Perhaps reluctant to appear to be buckling under US pressure, Xi did not unveil any grand new measures to open the domestic market.

Meanwhile, the China Council for the Promotion of International Trade encouraged Chinese companies going in the other direction to do more to mitigate risk when investing overseas, particularly when conducting mergers and acquisitions in emerging countries in South-East Asia, Latin America and Africa — particularly in relation to Belt and Road projects.

There is a clear opportunity for international insurers to secure business in relation to such deals and the encouragement from China’s government to manage risks properly is helpful, but the real prize is on the mainland.

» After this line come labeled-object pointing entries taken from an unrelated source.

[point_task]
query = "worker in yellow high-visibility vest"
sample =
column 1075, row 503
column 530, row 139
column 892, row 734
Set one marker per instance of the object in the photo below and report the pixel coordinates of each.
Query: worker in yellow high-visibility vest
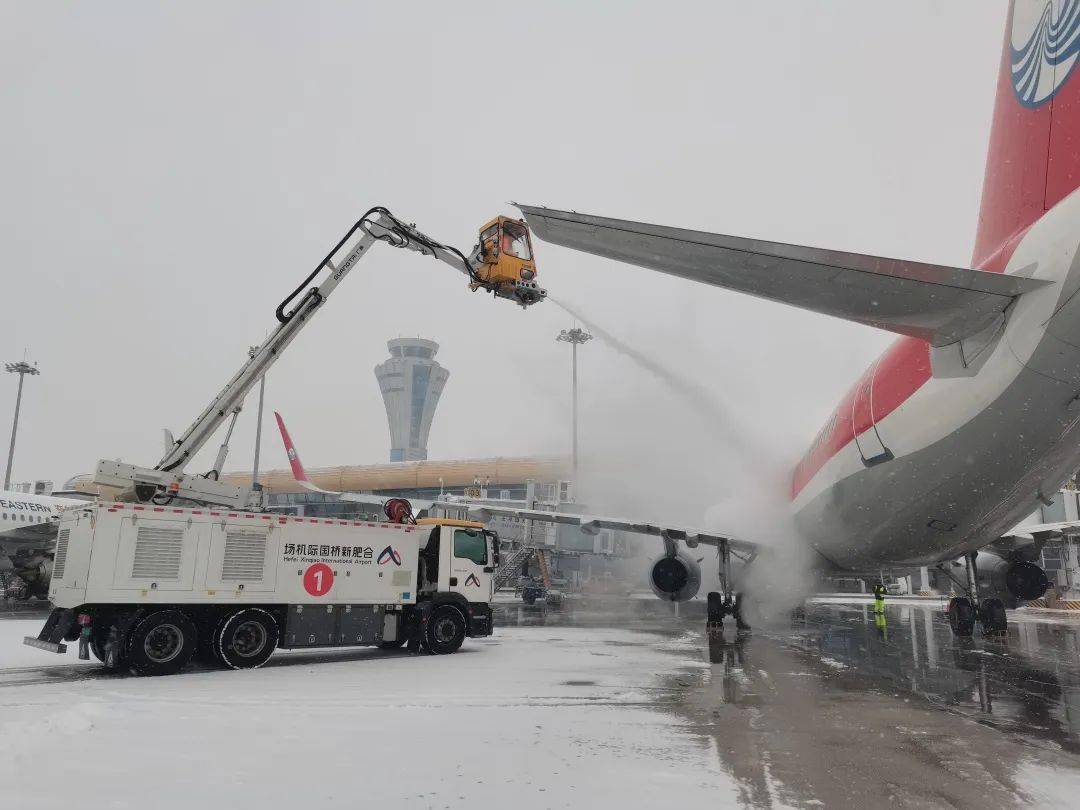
column 879, row 597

Indeed, Ping An chief executive Peter Ma affirmed the attractiveness of the home market even as his company became the biggest investor in UK-listed HSBC, surpassing BlackRock after increasing its stake to 7.01% on November 1.

“As of now, we don’t have aspirations to make acquisitions overseas,” he said. “The Chinese market has the best growth prospects.”

It is easy to understand why he says this. Ping An’s profits for the first nine months of this year rose almost 20% compared to the same period last year.

Whether foreign companies will gain greater access to this opportunity may depend on who is more patient, Xi or Trump. Few would bet on the US president in that contest, but after poor results in the midterm elections he may be ready to make deals. That could be good news for insurers keen to see progress on market access.